Replace the "pattern" on second-to-last line of a file - sed

I have to replace a "pattern" with a "string" on the second-to-last line of the file - file.txt.
The below three sed commands are able to print the second-to-last line. But I need to replace a "pattern" with a "string". Any help??
sed -e '$!{h;d;}' -e x file.txt
sed -n 'x;$p' file.txt
sed 'x;$!d' file.txt
$ cat file.txt
cabbage
spinach
collard greens
corn salad
Sweet pepper
kale
How to replace the second-to-last line of a file (Sweet pepper):
a. replace "Sweet" with "green" if second-to-last line contains "Sweet pepper"
b. replace the whole line with "carrots", no matter what it contains

To change Sweet to Green on the second to last line but only if that line contains Sweet pepper:
$ sed 'x; ${/Sweet pepper/s/Sweet/Green/;p;x}; 1d' file.txt
cabbage
spinach
collard greens
corn salad
Green pepper
kale
To replace the whole of the second to last line, regardless of what it contains, to carrots:
$ sed 'x; ${s/.*/carrots/;p;x}; 1d' file.txt
cabbage
spinach
collard greens
corn salad
carrots
kale
How it works
Let's take this command and examine it one step at a time:
sed 'x; ${s/.*/carrots/;p;x}; 1d'
x
This exchanges the pattern space (which holds the most recently read line) and the hold space.
When this is done, the hold space will contain the most recently read line and the pattern space will contain the previous line.
(The exception is when we have just read the first line. In that case, the hold space will have the first line and the pattern space will be empty.)
${s/.*/carrots/;p;x}
When we are on the last line, indicated by the $, the pattern space holds the second to last line and we can perform whatever substitutions or other commands that we like. When we are done, we print the second to last line with p.
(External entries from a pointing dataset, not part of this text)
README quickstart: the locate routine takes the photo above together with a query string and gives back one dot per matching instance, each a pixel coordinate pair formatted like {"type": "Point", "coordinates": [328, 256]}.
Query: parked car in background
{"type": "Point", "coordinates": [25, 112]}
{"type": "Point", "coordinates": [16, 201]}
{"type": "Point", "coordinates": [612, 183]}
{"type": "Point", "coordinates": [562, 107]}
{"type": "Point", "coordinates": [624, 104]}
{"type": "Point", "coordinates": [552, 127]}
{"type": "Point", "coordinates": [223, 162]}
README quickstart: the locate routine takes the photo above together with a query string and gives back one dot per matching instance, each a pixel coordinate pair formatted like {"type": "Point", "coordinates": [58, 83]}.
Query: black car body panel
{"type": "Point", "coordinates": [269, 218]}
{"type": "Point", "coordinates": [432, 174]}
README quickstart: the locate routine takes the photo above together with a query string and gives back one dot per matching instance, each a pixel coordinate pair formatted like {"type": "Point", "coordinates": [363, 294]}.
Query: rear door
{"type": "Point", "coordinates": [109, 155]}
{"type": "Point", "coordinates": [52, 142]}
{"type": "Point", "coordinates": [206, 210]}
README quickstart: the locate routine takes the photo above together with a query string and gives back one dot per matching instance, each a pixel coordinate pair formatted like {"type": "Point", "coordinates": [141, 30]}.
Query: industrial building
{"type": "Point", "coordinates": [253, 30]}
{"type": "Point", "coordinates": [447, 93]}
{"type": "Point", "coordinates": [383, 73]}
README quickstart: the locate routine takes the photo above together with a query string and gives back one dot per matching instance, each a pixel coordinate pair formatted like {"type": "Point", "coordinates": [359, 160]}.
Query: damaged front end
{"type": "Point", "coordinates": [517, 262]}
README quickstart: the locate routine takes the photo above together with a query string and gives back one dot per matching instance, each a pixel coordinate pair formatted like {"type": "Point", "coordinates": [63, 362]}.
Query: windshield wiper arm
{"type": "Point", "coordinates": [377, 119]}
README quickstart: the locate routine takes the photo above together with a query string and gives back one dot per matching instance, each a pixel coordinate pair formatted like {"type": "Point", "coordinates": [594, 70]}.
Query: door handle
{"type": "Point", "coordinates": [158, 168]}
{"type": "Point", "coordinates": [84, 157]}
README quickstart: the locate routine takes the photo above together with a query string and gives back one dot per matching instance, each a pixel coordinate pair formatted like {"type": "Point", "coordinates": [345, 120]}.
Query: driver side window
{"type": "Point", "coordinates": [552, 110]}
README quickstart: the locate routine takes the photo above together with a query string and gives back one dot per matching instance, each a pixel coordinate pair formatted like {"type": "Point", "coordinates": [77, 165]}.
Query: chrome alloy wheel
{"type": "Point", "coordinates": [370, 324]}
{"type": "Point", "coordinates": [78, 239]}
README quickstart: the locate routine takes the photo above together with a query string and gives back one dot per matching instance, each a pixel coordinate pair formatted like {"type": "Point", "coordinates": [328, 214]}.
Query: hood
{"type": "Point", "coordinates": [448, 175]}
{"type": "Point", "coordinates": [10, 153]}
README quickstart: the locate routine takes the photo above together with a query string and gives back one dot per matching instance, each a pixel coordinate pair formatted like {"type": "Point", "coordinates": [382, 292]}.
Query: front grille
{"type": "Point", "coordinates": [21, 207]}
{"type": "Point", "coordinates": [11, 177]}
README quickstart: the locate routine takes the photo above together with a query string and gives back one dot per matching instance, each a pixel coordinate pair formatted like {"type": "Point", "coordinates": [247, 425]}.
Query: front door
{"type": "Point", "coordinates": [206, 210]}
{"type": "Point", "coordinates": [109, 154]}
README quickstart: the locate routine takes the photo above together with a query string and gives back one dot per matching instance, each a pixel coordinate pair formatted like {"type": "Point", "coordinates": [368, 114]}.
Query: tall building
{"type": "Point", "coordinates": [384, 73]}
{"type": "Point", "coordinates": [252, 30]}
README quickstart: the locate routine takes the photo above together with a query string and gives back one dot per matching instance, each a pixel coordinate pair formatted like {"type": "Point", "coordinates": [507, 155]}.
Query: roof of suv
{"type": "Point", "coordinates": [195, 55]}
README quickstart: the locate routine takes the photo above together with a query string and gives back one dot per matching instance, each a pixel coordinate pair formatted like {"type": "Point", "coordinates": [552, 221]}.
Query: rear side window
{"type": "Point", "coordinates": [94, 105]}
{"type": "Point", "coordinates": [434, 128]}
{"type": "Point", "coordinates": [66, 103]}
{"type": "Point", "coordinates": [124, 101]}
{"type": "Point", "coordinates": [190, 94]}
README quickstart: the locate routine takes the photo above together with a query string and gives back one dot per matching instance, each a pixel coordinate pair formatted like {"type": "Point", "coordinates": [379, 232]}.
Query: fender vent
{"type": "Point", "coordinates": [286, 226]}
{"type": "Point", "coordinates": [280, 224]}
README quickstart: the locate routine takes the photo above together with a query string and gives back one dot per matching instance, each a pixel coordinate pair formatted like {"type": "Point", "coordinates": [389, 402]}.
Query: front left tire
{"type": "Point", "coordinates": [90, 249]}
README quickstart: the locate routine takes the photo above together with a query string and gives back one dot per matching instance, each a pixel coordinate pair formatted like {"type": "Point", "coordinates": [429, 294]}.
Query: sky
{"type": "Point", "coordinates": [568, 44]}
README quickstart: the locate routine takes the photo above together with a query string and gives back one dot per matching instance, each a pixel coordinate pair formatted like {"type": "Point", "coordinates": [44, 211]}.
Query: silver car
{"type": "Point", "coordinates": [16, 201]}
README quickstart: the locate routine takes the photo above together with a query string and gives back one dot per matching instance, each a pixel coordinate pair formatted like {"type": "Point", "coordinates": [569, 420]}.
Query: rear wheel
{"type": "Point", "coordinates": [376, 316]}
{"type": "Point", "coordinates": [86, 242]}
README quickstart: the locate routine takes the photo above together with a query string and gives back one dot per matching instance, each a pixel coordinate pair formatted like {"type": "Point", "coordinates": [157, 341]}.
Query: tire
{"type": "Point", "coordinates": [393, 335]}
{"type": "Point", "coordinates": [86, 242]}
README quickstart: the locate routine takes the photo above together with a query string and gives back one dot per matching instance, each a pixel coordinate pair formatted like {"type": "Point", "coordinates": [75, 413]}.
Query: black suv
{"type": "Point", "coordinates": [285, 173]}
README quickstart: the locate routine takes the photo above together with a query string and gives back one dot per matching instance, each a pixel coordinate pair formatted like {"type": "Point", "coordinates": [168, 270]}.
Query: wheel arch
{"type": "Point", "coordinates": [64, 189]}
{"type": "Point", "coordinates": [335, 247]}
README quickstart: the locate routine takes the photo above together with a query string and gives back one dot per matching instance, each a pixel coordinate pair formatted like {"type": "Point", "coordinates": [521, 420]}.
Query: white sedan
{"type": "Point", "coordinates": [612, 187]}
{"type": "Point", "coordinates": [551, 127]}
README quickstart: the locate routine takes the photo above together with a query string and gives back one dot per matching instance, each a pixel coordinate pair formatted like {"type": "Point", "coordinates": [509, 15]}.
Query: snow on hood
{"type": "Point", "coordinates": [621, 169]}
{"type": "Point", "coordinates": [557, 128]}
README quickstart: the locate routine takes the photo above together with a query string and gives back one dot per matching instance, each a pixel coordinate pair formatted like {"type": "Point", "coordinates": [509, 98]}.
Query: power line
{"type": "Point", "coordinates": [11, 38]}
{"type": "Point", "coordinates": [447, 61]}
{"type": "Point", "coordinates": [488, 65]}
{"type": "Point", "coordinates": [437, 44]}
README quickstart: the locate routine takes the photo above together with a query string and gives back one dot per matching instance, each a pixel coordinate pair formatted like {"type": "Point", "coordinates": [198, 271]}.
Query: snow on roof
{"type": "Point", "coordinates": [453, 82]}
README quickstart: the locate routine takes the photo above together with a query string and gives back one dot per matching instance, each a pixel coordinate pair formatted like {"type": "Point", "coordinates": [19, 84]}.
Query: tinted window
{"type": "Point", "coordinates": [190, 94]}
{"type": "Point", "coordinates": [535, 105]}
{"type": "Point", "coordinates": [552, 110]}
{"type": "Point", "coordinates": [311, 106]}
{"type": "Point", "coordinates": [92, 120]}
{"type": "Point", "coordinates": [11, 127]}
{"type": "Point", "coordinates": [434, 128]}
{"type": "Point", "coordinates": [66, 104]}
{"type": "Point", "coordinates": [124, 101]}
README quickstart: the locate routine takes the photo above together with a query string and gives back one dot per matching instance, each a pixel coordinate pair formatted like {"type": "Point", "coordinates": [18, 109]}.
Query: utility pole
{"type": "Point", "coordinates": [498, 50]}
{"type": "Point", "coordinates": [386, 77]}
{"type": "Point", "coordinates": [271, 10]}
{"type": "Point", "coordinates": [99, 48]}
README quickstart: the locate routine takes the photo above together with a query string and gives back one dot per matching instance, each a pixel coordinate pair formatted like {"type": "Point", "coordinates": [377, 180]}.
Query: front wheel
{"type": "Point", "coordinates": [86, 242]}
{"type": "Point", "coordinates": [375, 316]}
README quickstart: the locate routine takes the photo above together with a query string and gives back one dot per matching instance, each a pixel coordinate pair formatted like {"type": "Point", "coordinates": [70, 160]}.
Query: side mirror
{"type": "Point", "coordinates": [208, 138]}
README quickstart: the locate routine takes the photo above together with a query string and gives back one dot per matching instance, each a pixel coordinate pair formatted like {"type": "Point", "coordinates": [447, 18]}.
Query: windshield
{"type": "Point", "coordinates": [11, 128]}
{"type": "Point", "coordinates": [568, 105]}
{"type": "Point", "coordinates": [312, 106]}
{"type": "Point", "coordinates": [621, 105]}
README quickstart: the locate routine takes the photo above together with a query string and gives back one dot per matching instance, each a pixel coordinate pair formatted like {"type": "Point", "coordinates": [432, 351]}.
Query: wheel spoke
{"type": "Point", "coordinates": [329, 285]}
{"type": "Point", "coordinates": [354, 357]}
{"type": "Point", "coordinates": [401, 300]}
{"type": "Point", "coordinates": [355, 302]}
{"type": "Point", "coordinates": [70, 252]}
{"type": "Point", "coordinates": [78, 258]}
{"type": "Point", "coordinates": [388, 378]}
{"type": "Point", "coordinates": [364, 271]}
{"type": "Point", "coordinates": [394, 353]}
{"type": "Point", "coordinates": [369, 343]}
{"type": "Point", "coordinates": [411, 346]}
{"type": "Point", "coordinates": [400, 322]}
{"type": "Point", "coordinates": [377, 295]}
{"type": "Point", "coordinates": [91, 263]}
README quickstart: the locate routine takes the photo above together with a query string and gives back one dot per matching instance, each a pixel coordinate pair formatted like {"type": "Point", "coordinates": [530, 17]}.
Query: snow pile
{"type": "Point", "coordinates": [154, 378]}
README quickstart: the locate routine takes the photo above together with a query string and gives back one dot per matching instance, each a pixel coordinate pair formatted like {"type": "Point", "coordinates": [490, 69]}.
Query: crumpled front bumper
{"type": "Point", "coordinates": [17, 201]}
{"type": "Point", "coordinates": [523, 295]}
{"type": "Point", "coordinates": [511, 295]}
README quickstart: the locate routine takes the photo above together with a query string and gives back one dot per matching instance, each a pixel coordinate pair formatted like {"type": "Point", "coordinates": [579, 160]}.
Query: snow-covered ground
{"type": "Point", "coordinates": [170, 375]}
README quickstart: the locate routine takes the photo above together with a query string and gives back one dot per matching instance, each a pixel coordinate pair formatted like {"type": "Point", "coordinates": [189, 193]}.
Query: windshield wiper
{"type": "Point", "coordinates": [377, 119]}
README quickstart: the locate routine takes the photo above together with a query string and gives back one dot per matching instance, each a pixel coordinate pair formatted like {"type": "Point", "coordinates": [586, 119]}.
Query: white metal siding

Lastly, we swap pattern and hold space again with x so that the pattern space will again contain the last line. sed will print this because, by default, at the end of the commands, sed prints whatever is in the pattern space.
1d
When we are on the first line, indicated by the 1, the patten space is empty (because there was no previous line) and we delete it (d).
A still simpler method
This method is easy to understand at the cost of slower execution speed:
$ tac file.txt | sed '2 {/Sweet pepper/s/Sweet/Green/}' | tac
cabbage
spinach
collard greens
corn salad
Green pepper
kale
And, for carrots:
$ tac file.txt | sed '2 s/.*/carrots/' | tac
cabbage
spinach
collard greens
corn salad
carrots
kale
How it works: Here, we use tac to reverse the order of the lines. Observe:
$ tac file.txt
kale
Sweet pepper
corn salad
collard greens
spinach
cabbage
In this way, the second-to-last line becomes line number 2. Thus, we just simply tell sed to operate on line number 2. Afterward, we use tac again to put the lines but in correct order.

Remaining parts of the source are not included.